Based around the idea of a private investigator who’s on a mission to retrace the “steps of the sound and the spirit of American music,” Retracing, which was released on Stone Throws Records is a insanely catchy, feather-lite yet meticulously detailed summer time album that hooks you on the laid-back melodic charm that such artists like Mac Demarco (whom Brettin has previously played with as a part of Demarco's touring band) have perfected over the last decade before leading you in a world that’s more complex, uneasy, and fascinating.
On tracks like "Head Out", Brettin flexes his jazz muscles, soaking up the dream-like state of the protagonist around vocals tracks that drift into the ether and transfixing jazz chords that puts the listener in a trance.

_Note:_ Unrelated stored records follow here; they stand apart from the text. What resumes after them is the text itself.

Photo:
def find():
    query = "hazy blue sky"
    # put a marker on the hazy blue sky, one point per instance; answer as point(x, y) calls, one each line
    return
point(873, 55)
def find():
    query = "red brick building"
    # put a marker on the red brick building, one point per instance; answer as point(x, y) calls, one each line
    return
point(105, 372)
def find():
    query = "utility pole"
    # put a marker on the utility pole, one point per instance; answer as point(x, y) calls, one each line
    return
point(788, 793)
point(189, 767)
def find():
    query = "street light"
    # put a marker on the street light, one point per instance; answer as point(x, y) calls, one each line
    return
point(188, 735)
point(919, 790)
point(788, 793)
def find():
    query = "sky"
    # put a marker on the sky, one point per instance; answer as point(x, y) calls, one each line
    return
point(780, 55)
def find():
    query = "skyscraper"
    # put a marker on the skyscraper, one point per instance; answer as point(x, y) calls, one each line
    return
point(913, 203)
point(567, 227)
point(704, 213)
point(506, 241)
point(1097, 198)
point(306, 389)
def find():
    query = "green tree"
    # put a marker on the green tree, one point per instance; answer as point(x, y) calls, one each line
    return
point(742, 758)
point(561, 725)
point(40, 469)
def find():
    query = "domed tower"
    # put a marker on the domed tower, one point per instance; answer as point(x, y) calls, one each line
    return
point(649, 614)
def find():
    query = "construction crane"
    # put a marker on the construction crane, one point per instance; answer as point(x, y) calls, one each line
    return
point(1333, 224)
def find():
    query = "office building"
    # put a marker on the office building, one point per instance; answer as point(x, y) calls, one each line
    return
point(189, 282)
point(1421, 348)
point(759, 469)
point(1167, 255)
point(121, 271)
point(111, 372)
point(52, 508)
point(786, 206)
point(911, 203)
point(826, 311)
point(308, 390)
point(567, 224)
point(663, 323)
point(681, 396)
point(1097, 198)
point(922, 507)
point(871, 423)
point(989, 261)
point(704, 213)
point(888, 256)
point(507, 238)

On the accompanying track "Kokopelli" led by the brooding piano chord, I’m reminded again of the work of renowned composer and revivalist Jon Brion (who provided soundtracks to everyone from Paul Thomas Anderson to David O. Russel). The breezy synth lines, shuffling percussion patterns, and airy vocals are really just breadcrumbs to the world-building Alex Brettin has mastered here.
While Alex Brettin has been keeping busy, playing sold out shows in Seoul, Tokyo, and Taipei last year and most recently collaborating with King Gizzard & The Lizard Wizard on madcap (and ridiculously entertaining) Sketches of Brunswick East, it’s clear he’s chasing an even bigger sound and it’ll be interesting to see how far he can push the boundaries of neo-psychedelia in the coming years. And I can say is Mild High Club are a surreal head trip worth taking.
Catch Mild High Club at Omni Space, Sep 14. Support comes from Sleeping Dogs.